9 de ago. de 2003

Estranhamento


Estava no meio de uma das minhas excursões intergaláticas, quando minha nave apresentou problemas gravitacionais e terminou por cair em um planeta estranhamente azul. Já tinha ouvido falar desse planeta antes, além de ter estudado um pouco as invenções dos habitantes do mesmo. Mas continuando a história, apesar de ter caído em um planeta azul, a verdadeira superfície em que caí era verde.

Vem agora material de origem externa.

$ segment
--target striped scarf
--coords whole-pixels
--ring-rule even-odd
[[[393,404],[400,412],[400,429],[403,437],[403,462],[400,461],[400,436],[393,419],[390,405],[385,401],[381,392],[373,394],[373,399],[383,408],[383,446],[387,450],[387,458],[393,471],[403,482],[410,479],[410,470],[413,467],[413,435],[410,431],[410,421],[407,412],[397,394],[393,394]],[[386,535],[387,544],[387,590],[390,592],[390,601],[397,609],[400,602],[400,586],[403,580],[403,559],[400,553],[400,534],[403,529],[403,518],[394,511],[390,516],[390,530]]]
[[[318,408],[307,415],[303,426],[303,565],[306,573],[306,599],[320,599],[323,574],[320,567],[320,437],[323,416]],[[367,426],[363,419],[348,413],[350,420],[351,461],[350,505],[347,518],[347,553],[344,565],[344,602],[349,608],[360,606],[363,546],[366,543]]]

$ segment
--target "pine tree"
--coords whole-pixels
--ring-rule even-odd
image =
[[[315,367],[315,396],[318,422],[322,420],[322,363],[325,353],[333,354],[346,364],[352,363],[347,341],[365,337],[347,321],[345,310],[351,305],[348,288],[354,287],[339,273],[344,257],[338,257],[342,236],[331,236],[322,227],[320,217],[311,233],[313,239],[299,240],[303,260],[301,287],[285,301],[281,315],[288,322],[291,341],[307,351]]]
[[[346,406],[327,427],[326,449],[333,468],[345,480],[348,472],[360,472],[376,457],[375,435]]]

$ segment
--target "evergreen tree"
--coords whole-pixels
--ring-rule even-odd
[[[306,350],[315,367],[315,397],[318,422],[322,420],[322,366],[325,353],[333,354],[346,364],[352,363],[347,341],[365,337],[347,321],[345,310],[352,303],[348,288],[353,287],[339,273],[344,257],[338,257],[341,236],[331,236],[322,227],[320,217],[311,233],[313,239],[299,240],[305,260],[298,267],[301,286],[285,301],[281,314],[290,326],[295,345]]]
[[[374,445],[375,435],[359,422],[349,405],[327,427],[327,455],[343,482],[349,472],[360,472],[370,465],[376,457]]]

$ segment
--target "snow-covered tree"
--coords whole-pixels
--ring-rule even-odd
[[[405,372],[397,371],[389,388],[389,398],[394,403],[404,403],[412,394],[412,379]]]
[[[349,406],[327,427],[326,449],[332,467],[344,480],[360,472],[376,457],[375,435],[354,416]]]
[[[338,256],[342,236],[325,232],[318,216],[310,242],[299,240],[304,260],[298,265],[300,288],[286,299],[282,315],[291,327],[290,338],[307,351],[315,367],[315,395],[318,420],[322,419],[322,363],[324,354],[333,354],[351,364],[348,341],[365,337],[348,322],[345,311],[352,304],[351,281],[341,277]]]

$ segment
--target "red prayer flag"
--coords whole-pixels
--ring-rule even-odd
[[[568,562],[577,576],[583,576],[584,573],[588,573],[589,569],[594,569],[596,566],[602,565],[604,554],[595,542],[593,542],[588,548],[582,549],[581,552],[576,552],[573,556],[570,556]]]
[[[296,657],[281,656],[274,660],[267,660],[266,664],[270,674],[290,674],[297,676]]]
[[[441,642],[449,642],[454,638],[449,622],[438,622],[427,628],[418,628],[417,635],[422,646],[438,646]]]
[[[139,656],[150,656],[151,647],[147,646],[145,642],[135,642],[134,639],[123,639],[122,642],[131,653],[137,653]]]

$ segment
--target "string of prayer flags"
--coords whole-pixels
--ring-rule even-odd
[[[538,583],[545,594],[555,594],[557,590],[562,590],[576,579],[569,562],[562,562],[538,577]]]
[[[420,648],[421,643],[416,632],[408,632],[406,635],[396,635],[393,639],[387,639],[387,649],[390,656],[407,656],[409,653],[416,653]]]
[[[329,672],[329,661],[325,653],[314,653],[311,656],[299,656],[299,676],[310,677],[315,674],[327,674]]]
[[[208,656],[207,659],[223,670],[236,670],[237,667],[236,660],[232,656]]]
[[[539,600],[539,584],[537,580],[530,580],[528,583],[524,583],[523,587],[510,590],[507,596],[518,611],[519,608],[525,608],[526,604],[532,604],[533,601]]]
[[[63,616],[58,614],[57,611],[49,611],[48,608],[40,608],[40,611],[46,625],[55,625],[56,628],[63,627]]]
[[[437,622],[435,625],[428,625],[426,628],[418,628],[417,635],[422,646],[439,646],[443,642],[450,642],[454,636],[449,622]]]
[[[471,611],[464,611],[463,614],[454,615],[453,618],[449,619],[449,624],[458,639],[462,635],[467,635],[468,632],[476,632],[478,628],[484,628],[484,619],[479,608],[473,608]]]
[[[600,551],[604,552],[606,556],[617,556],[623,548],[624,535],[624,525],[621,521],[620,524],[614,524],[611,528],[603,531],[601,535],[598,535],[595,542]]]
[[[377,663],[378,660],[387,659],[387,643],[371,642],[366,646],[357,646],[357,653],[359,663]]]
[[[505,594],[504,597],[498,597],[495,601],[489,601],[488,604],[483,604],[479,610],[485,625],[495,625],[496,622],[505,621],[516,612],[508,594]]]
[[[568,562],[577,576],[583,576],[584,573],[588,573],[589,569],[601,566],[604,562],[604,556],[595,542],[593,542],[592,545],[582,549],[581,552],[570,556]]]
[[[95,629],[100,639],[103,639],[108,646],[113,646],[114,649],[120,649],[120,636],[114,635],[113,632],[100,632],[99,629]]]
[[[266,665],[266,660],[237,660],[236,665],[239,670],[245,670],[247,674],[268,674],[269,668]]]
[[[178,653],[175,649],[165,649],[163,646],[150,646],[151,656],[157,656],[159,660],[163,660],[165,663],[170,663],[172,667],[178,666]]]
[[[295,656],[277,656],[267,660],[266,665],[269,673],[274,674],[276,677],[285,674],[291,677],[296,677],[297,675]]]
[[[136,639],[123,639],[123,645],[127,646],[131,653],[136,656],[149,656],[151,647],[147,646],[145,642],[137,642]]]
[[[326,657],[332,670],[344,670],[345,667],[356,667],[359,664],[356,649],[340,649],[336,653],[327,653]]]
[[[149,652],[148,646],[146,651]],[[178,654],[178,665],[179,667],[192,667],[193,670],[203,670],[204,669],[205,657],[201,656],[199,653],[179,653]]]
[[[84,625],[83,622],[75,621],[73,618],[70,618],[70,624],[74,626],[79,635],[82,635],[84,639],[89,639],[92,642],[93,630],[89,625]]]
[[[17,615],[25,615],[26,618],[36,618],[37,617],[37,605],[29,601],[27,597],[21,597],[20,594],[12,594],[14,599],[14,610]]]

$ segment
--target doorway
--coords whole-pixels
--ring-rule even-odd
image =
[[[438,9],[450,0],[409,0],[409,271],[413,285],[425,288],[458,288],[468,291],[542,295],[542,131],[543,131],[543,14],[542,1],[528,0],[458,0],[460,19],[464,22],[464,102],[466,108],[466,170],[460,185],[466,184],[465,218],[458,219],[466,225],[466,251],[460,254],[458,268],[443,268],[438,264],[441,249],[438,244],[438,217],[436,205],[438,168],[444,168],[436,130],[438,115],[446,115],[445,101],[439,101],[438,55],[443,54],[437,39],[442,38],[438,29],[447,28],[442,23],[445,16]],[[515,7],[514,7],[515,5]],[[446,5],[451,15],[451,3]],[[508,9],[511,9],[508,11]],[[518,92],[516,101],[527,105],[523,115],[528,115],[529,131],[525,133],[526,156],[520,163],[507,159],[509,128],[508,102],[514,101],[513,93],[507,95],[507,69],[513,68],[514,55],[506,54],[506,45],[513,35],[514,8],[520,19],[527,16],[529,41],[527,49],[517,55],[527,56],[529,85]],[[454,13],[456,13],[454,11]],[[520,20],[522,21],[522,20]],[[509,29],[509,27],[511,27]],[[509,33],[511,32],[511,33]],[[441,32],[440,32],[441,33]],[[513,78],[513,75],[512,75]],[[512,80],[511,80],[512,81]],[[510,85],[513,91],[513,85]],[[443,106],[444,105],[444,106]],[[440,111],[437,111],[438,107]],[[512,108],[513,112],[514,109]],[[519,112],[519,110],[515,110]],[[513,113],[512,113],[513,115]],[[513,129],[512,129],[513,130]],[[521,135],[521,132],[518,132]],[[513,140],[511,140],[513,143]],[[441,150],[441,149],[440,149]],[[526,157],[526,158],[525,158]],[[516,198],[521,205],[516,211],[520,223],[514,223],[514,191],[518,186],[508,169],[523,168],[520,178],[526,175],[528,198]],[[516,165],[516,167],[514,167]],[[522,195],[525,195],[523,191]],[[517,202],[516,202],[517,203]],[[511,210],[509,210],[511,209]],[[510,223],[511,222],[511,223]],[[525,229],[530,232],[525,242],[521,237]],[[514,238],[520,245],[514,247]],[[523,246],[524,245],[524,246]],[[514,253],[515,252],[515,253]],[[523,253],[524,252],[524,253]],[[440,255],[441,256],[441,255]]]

Estranhamente verde. E estranhamente desabitada. Seria uma área ainda desconhecida pelos habitantes? Pensava que sim, até ver alguns indivíduos moverem-se lentamente em um grupo bastante numeroso para uma determinada direção. Me aproximei sem que eles percebessem. E tratei de tornar a minha nave invisível, para evitar grandes tumultos.

Observei então que os indivíduos pararam e passei a reparar em suas faces. Todos eram extremamente expressivos. Segundo o que eu havia estudado, todos expressavam tristeza. Nunca entendi muito bem, mas diziam em meu planeta que a tristeza é um sentimento - e um sofrimento. Percebi também que quatro daqueles indivíduos carregavam um grande recipiente. Aprendi em meu planeta que os indivíduos que habitavam o planeta azul eram muito apegados aos seus bens. Talvez estivessem se desfazendo de algum bem. Mas não sei porque sentiam tanta tristeza, porque em pouco tempo poderiam adquirir outro bem daqueles. Ou substitui-lo por outro bem de melhor qualidade e maior utilidade. Decidi continuar observando-os. E constatei uma importante evolução daqueles indivíduos: como nós, eles já se vestiam da mesma forma. Os mesmos pararam de se preocupar com moda e estética.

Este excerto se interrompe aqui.